Reputation: 432
I'm trying to understand how to use categorical data as features in sklearn.linear_model
's LogisticRegression
.
I understand of course I need to encode it.
What I don't understand is how to pass the encoded feature to the Logistic regression so it's processed as a categorical feature, and not interpreting the int value it got when encoding as a standard quantifiable feature.
(Less important) Can somebody explain the difference between using preprocessing.LabelEncoder()
, DictVectorizer.vocabulary
or just encoding the categorical data yourself with a simple dict? Alex A.'s comment here touches on the subject but not very deeply.
Especially with the first one!
Upvotes: 15
Views: 30192
Reputation: 4519
You can create indicator variables for different categories. For example:
animal_names = {'mouse';'cat';'dog'}
Indicator_cat = strcmp(animal_names,'cat')
Indicator_dog = strcmp(animal_names,'dog')
Then we have:
[0 [0
Indicator_cat = 1 Indicator_dog = 0
0] 1]
And you can concatenate these onto your original data matrix:
X_with_indicator_vars = [X, Indicator_cat, Indicator_dog]
Remember though to leave one category without an indicator if a constant term is included in the data matrix! Otherwise, your data matrix won't be full column rank (or in econometric terms, you have multicollinearity).
[1 1 0 0
1 0 1 0
1 0 0 1]
Notice how constant term, an indicator for mouse, an indicator for cat and an indicator for dog leads to a less than full column rank matrix: the first column is the sum of the last three.
Upvotes: 5
Reputation: 554
Suppose the type of each categorical variable is "object". Firstly, you can create an panda.index
of categorical column names:
import pandas as pd
catColumns = df.select_dtypes(['object']).columns
Then, you can create the indicator variables using a for-loop below. For the binary categorical variables, use the LabelEncoder()
to convert it to 0
and 1
. For categorical variables with more than two categories, use pd.getDummies()

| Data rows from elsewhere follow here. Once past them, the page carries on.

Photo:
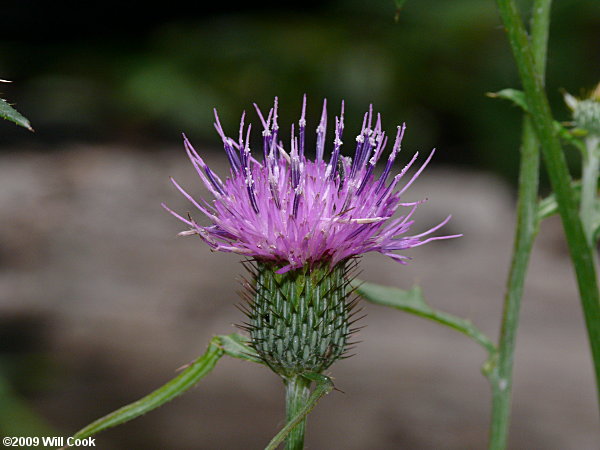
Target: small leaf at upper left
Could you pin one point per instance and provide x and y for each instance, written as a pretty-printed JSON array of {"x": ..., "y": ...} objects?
[{"x": 9, "y": 113}]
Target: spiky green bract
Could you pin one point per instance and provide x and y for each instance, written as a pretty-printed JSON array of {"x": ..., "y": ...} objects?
[{"x": 300, "y": 320}]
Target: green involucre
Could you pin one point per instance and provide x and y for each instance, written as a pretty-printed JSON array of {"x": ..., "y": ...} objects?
[{"x": 299, "y": 320}]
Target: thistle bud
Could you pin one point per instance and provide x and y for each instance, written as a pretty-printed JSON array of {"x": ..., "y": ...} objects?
[
  {"x": 299, "y": 320},
  {"x": 586, "y": 112}
]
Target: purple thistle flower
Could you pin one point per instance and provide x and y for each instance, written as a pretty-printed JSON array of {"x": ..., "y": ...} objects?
[{"x": 293, "y": 211}]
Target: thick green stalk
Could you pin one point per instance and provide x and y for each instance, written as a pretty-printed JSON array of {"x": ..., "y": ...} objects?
[
  {"x": 526, "y": 231},
  {"x": 297, "y": 392},
  {"x": 582, "y": 254}
]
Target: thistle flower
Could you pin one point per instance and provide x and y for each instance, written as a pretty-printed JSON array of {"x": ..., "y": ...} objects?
[{"x": 302, "y": 220}]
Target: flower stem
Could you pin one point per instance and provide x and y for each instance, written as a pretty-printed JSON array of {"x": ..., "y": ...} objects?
[
  {"x": 589, "y": 185},
  {"x": 526, "y": 231},
  {"x": 582, "y": 254},
  {"x": 297, "y": 392}
]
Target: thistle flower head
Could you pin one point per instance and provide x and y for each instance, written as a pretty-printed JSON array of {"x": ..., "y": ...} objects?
[{"x": 287, "y": 209}]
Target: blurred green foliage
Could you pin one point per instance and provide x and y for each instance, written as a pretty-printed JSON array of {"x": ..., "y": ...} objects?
[{"x": 431, "y": 69}]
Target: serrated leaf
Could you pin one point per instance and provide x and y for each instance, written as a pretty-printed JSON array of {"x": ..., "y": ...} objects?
[
  {"x": 233, "y": 345},
  {"x": 236, "y": 346},
  {"x": 9, "y": 113},
  {"x": 513, "y": 95},
  {"x": 323, "y": 387},
  {"x": 412, "y": 301}
]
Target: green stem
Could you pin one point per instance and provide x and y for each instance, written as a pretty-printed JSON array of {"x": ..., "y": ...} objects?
[
  {"x": 297, "y": 392},
  {"x": 589, "y": 185},
  {"x": 526, "y": 231},
  {"x": 582, "y": 253}
]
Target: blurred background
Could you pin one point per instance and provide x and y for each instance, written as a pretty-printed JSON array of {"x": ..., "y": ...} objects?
[{"x": 100, "y": 302}]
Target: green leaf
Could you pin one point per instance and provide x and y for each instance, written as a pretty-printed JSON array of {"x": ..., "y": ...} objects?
[
  {"x": 513, "y": 95},
  {"x": 236, "y": 346},
  {"x": 412, "y": 301},
  {"x": 9, "y": 113},
  {"x": 324, "y": 386},
  {"x": 517, "y": 97},
  {"x": 233, "y": 345},
  {"x": 548, "y": 206}
]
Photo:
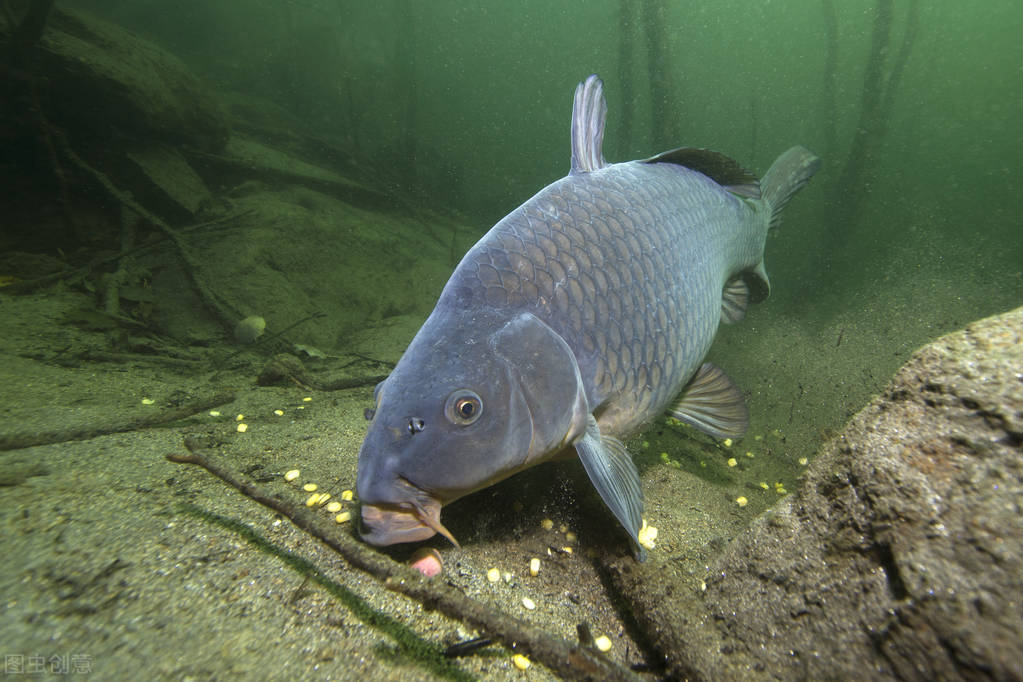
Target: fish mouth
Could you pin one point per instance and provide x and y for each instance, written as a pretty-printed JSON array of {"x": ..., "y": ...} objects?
[{"x": 405, "y": 521}]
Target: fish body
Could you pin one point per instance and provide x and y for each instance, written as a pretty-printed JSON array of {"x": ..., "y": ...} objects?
[{"x": 577, "y": 318}]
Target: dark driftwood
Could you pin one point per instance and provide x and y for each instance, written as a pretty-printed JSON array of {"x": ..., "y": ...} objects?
[
  {"x": 226, "y": 313},
  {"x": 18, "y": 441},
  {"x": 571, "y": 661}
]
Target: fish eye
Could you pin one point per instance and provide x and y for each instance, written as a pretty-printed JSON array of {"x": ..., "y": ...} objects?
[{"x": 463, "y": 407}]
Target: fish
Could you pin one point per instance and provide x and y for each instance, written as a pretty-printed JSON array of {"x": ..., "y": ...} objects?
[{"x": 578, "y": 318}]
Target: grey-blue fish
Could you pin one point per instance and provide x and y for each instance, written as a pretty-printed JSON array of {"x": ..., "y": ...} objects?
[{"x": 580, "y": 316}]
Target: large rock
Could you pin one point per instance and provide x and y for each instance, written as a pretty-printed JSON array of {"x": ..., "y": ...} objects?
[
  {"x": 901, "y": 554},
  {"x": 106, "y": 81}
]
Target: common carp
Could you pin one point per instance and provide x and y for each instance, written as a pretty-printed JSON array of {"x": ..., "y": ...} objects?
[{"x": 577, "y": 318}]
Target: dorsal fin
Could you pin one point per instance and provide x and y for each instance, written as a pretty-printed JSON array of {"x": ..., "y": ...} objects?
[
  {"x": 719, "y": 168},
  {"x": 588, "y": 115}
]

to obtain the indicator variables and then drop one category (to avoid multicollinearity issue).
from sklearn import preprocessing
le = preprocessing.LabelEncoder()
for col in catColumns:
n = len(df[col].unique())
if (n > 2):
X = pd.get_dummies(df[col])
X = X.drop(X.columns[0], axis=1)
df[X.columns] = X
df.drop(col, axis=1, inplace=True) # drop the original categorical variable (optional)
else:
le.fit(df[col])
df[col] = le.transform(df[col])
Upvotes: 2
Reputation: 9390
It's completely different classes:
[DictVectorizer][2].vocabulary_
A dictionary mapping feature names to feature indices.
i.e After fit()
DictVectorizer
has all possible feature names, and now it knows in which particular column it will place particular value of a feature. So DictVectorizer.vocabulary_
contains indicies of features, but not values.
LabelEncoder
in opposite maps each possible label (Label could be string, or integer) to some integer value, and returns 1D vector of these integer values.
Upvotes: 3